In the second part of this section, we gave examples of outcome evaluation questions in addition to the one illustrated above. Let's look at some of them and identify the implicit or explicit relevant comparisons.
- What are the academic achievement outcomes for students from the different language groups at different points in time?
This question contains three implicit comparisons: annual comparison with an academic achievement standard, students' comparisons with themselves from year to year, and comparisons between students in the two language groups annually.
- Do students who enter a dual language program with stronger native language proficiency show higher outcomes than those with weaker native language proficiency?
This question contains implicit comparisons with a standard of native proficiency, without which it's impossible to say who is stronger and who is weaker.

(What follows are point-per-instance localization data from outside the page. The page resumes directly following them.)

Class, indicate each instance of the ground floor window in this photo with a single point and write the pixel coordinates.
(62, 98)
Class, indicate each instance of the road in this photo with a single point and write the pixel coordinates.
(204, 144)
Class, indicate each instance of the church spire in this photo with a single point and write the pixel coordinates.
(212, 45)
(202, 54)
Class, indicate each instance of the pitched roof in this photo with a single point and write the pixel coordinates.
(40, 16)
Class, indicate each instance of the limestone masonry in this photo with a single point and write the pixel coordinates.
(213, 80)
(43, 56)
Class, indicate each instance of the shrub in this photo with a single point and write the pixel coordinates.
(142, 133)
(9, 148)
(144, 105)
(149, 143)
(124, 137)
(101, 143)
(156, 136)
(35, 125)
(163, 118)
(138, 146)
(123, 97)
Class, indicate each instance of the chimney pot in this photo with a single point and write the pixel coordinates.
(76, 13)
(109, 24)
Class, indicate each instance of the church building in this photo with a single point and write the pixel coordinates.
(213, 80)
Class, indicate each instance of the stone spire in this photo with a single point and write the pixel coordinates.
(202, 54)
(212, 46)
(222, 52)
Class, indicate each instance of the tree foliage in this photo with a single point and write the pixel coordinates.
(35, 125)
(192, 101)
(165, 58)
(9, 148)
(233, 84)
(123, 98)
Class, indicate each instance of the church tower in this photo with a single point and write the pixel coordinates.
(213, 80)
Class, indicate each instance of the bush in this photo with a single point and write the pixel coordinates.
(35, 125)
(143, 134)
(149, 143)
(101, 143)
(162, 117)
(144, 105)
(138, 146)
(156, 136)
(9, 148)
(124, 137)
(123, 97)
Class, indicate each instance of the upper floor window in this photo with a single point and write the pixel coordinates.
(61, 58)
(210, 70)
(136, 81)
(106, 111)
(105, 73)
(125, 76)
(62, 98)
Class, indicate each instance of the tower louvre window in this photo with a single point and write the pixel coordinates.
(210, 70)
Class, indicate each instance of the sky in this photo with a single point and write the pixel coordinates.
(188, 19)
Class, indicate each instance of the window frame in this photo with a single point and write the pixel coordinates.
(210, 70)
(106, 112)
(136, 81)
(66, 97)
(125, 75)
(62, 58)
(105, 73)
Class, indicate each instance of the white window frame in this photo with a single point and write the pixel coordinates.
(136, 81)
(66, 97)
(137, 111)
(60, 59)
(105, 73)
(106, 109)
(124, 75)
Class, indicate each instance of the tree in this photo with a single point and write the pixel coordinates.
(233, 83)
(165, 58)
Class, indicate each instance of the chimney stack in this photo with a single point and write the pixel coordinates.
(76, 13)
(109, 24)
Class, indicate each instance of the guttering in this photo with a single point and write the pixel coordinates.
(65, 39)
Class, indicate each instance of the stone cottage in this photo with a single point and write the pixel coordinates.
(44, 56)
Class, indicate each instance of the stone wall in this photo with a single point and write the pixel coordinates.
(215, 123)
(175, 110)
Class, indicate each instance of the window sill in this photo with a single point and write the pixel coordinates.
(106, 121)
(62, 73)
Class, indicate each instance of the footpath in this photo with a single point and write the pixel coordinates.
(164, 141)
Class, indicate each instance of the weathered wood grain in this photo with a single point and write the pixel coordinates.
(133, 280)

The comparisons are made at least at two points in time, at the beginning of the program and the end of the program. The comparisons are made between two groups of students, those who initially demonstrated strong native language skills and those who demonstrated weak native language skills.
- What attitudes do students and their parents demonstrate toward their participation in the program?
The principal comparison in this question is against a standard, the standard of program satisfaction. Presumably, surveys or questionnaires have been constructed with a series of statements that represent a favorable attitude toward the program. Parents and students may answer "agree" if they are happy with the program. That's the standard. Then students' and parents' responses can be compared. Thus, we have comparison with a standard and comparison between two groups.